Funding increases for health care will be cut to just 3 per cent after a decade of growing annually by 9 per cent. But it's still the largest item in the budget – $17.1-billion, a hike of almost $500-million. Health care now eats up 45 per cent of operational spending, up from about one-third.
ENVIRONMENT
Also left in doubt is Ms. Redford's $3-billion campaign pledge to bring back the Alberta Oil Sands Technology and Research Authority (AOSTRA), which former premier Peter Lougheed launched four decades ago to develop technology for both renewable and non-renewable energy and enhance the province's environmental record. It was not included in the budget.
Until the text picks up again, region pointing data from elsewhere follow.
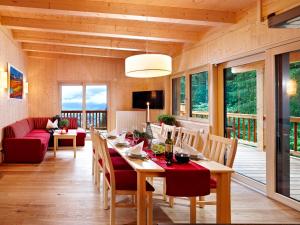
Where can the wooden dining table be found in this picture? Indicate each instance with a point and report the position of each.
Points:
(148, 168)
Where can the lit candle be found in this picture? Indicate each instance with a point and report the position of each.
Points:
(148, 112)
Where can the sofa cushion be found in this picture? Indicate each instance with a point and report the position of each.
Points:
(72, 123)
(39, 131)
(30, 123)
(17, 130)
(40, 122)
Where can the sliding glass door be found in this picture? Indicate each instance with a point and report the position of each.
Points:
(88, 103)
(243, 118)
(287, 124)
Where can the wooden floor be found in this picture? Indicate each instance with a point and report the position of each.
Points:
(61, 191)
(251, 162)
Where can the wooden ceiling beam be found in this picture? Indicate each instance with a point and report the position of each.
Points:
(114, 31)
(95, 42)
(71, 50)
(129, 11)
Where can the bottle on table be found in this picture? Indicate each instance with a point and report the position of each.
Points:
(169, 149)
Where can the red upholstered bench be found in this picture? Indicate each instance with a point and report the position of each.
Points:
(27, 140)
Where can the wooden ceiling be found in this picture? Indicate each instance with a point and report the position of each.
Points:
(115, 28)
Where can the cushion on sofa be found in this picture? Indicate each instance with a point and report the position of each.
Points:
(30, 123)
(80, 139)
(72, 122)
(40, 122)
(17, 130)
(43, 131)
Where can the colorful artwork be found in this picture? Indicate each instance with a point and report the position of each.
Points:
(15, 82)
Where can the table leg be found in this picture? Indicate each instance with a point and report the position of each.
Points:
(74, 146)
(193, 203)
(55, 146)
(223, 198)
(141, 198)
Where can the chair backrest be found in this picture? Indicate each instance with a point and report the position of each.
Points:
(107, 163)
(92, 132)
(220, 149)
(189, 137)
(166, 128)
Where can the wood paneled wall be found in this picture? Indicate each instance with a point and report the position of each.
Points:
(246, 38)
(242, 39)
(10, 52)
(45, 75)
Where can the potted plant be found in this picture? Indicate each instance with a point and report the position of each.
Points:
(166, 119)
(64, 124)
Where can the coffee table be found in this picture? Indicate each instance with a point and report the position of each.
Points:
(70, 135)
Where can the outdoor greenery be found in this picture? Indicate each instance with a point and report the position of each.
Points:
(295, 102)
(199, 92)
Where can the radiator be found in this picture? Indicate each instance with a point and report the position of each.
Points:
(130, 120)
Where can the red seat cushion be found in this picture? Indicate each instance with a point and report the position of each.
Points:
(213, 183)
(113, 152)
(127, 180)
(118, 163)
(39, 131)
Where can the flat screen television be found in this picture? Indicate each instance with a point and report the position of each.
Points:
(155, 98)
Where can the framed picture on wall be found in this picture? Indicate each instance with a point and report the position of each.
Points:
(15, 82)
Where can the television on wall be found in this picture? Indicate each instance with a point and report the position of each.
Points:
(155, 98)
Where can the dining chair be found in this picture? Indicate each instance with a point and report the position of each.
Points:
(167, 128)
(190, 138)
(164, 133)
(98, 158)
(121, 182)
(92, 130)
(221, 150)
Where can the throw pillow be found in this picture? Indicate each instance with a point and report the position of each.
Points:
(52, 125)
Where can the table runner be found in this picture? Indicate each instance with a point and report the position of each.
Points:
(182, 180)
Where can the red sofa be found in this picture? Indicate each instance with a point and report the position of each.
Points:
(27, 140)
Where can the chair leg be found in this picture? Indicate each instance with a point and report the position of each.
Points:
(164, 190)
(201, 203)
(95, 172)
(193, 202)
(171, 201)
(93, 165)
(105, 194)
(150, 209)
(112, 208)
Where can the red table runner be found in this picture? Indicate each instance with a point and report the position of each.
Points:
(182, 180)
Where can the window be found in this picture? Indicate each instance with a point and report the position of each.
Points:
(178, 96)
(96, 98)
(88, 103)
(199, 95)
(71, 97)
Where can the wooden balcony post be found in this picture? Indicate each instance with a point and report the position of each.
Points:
(239, 128)
(255, 132)
(295, 136)
(249, 129)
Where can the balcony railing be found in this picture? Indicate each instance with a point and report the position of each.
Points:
(244, 127)
(96, 118)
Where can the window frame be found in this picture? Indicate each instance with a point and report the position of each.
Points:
(190, 94)
(187, 74)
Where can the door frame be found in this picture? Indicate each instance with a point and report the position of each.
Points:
(270, 123)
(221, 109)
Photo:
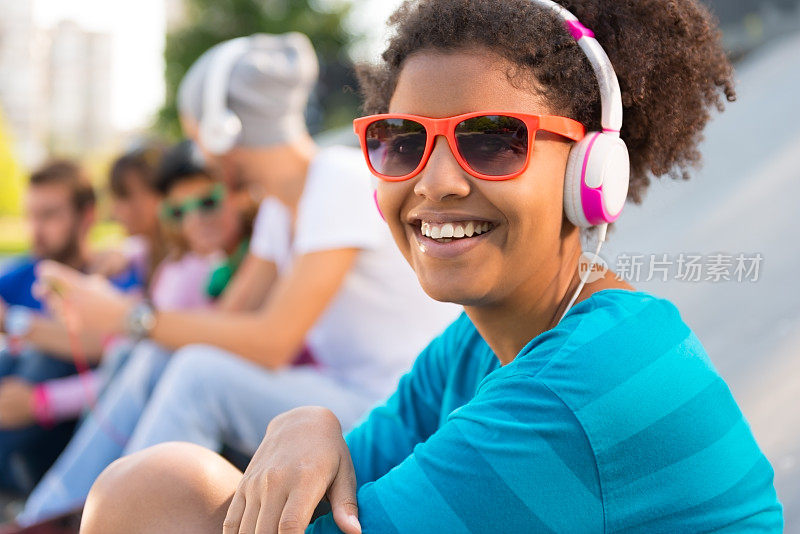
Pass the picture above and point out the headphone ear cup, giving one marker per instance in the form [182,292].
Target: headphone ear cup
[573,203]
[219,134]
[596,180]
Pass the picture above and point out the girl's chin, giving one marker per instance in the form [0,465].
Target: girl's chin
[463,292]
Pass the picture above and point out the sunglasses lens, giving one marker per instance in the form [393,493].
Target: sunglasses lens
[208,204]
[175,213]
[493,145]
[395,146]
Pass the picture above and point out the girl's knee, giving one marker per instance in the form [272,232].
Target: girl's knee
[154,487]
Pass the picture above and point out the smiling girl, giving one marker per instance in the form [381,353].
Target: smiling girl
[551,404]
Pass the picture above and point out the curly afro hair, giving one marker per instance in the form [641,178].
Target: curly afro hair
[667,54]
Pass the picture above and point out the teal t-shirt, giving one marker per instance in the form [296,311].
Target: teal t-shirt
[613,421]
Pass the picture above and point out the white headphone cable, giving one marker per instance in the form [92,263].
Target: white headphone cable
[585,277]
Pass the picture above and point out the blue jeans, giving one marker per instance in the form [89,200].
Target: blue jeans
[25,454]
[101,437]
[206,396]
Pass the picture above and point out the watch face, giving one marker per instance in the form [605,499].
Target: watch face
[18,321]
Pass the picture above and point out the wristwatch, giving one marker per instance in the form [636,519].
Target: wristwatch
[141,320]
[18,321]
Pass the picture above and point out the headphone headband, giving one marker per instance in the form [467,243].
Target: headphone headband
[215,91]
[610,94]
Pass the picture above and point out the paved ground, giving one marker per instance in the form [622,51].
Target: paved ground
[746,200]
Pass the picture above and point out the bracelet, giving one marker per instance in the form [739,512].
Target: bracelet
[41,407]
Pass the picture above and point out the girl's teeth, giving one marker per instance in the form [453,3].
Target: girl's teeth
[470,229]
[448,231]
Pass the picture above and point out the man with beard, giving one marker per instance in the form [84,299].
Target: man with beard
[60,208]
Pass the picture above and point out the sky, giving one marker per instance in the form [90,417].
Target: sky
[138,27]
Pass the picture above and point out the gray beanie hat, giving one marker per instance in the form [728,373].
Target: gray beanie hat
[268,87]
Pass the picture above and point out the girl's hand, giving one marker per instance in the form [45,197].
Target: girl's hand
[302,459]
[81,301]
[16,404]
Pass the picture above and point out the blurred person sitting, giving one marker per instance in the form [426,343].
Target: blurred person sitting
[206,231]
[60,209]
[135,202]
[321,272]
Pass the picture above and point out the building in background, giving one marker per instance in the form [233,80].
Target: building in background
[21,79]
[78,89]
[55,85]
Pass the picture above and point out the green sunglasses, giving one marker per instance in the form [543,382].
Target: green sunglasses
[209,203]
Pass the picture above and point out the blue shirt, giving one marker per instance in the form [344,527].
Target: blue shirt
[615,420]
[16,283]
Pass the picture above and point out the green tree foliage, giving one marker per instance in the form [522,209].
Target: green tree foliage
[209,22]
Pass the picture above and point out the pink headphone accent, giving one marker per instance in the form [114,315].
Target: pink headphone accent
[598,171]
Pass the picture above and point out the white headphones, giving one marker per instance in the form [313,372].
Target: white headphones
[598,171]
[219,126]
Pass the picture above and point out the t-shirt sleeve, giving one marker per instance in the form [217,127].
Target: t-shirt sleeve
[271,230]
[337,210]
[514,459]
[409,416]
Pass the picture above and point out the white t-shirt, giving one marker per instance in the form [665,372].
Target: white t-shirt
[380,319]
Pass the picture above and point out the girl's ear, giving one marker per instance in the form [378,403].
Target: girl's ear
[375,198]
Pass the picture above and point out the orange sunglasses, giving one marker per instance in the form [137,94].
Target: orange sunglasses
[488,145]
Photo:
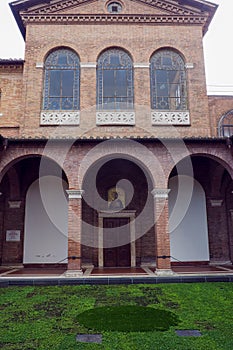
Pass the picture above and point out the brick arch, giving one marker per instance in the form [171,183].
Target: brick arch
[56,46]
[126,149]
[10,159]
[110,47]
[170,48]
[223,158]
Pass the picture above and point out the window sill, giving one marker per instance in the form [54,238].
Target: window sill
[115,118]
[170,117]
[59,117]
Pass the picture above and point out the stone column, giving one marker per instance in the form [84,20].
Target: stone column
[162,237]
[74,233]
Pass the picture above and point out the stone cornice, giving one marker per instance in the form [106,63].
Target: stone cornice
[110,19]
[170,7]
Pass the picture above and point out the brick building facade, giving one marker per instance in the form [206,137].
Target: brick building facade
[112,154]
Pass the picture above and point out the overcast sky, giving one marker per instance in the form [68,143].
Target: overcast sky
[218,45]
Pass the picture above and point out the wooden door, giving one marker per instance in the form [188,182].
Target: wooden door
[116,255]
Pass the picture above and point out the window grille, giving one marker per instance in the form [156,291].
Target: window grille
[115,81]
[61,81]
[225,126]
[168,81]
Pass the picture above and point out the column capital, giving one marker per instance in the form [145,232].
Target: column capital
[75,194]
[216,202]
[160,193]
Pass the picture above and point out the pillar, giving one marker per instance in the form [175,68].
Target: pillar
[74,233]
[162,237]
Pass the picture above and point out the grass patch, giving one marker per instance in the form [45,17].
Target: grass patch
[131,318]
[45,318]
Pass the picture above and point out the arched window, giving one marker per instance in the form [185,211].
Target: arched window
[61,81]
[115,80]
[225,126]
[168,81]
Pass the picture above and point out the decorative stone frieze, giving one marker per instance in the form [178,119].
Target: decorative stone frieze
[115,118]
[161,193]
[86,18]
[216,202]
[59,118]
[170,118]
[167,6]
[14,204]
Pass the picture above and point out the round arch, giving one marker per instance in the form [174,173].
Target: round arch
[127,149]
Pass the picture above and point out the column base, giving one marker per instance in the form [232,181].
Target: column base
[164,272]
[73,273]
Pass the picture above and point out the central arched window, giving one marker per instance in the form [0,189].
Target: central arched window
[61,81]
[168,81]
[115,80]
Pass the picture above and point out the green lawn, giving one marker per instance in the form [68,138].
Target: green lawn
[36,318]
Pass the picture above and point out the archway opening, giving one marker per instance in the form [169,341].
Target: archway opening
[21,206]
[118,214]
[200,223]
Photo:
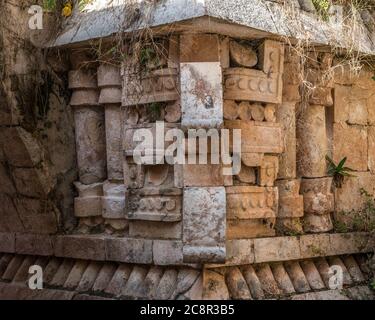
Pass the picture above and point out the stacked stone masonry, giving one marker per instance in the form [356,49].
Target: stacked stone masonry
[286,130]
[71,279]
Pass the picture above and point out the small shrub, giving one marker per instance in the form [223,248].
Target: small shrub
[322,6]
[339,171]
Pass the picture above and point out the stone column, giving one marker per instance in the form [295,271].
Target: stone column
[113,201]
[204,209]
[313,144]
[252,99]
[290,202]
[90,145]
[151,98]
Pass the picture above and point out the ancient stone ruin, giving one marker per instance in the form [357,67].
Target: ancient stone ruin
[102,226]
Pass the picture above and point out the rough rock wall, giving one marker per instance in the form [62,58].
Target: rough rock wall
[37,157]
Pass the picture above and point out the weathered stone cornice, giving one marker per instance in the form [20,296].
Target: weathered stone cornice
[163,252]
[250,19]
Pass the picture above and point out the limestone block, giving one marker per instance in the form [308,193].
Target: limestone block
[82,98]
[214,287]
[270,112]
[204,224]
[371,109]
[297,276]
[312,142]
[371,148]
[84,84]
[201,94]
[37,216]
[7,242]
[89,202]
[290,202]
[307,5]
[271,57]
[109,81]
[240,252]
[167,252]
[109,76]
[267,280]
[286,116]
[246,175]
[80,247]
[350,105]
[199,48]
[203,175]
[292,73]
[289,226]
[250,228]
[173,112]
[242,55]
[82,79]
[34,244]
[312,275]
[276,249]
[249,111]
[348,197]
[268,171]
[155,204]
[134,174]
[113,201]
[158,86]
[252,85]
[113,142]
[291,93]
[248,202]
[131,135]
[33,182]
[90,144]
[282,278]
[237,285]
[317,223]
[253,282]
[224,52]
[347,138]
[155,230]
[128,250]
[257,137]
[318,204]
[24,151]
[348,243]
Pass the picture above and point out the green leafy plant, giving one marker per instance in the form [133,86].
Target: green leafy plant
[372,284]
[322,6]
[339,171]
[49,5]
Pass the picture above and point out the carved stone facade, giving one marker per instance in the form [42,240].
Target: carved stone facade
[165,230]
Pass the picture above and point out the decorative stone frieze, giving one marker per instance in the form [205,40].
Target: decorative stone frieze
[258,85]
[251,211]
[290,207]
[312,142]
[89,126]
[158,86]
[154,204]
[114,203]
[258,137]
[201,94]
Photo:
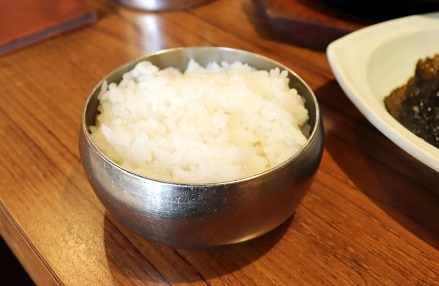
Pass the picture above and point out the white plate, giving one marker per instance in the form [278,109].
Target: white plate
[369,63]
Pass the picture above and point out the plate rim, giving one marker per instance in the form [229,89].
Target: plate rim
[357,92]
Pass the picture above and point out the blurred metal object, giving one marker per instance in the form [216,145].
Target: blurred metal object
[202,215]
[162,5]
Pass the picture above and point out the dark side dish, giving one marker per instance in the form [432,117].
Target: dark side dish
[416,104]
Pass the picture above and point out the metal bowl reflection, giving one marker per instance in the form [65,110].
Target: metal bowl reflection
[202,215]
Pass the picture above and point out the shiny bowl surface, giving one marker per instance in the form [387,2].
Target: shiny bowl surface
[203,215]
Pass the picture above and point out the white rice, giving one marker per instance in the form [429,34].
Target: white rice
[207,124]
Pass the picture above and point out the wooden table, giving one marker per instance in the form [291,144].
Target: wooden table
[370,218]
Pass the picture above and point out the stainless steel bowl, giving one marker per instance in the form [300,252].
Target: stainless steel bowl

Jack Mintz, chair of the School of Public Policy at the University of Calgary, said the Tories are projecting that energy prices will rebound, while they drain savings and borrow close to $12-billion over three years.
"It's not clear that there's really a coherent fiscal plan for the province," Prof. Mintz said.
LABOUR
The Tories, who garnered the support of civil servants, teachers and health care workers during the election, are now locked in contract disputes with them. The teachers and doctors are looking for wage hikes, and public-sector managers are facing wage freezes and 10-per-cent staff reductions over the next three years – cuts that Mr. Horner said could be further amplified as programs are slashed.
"There is no new money built into this budget for salaries," he said.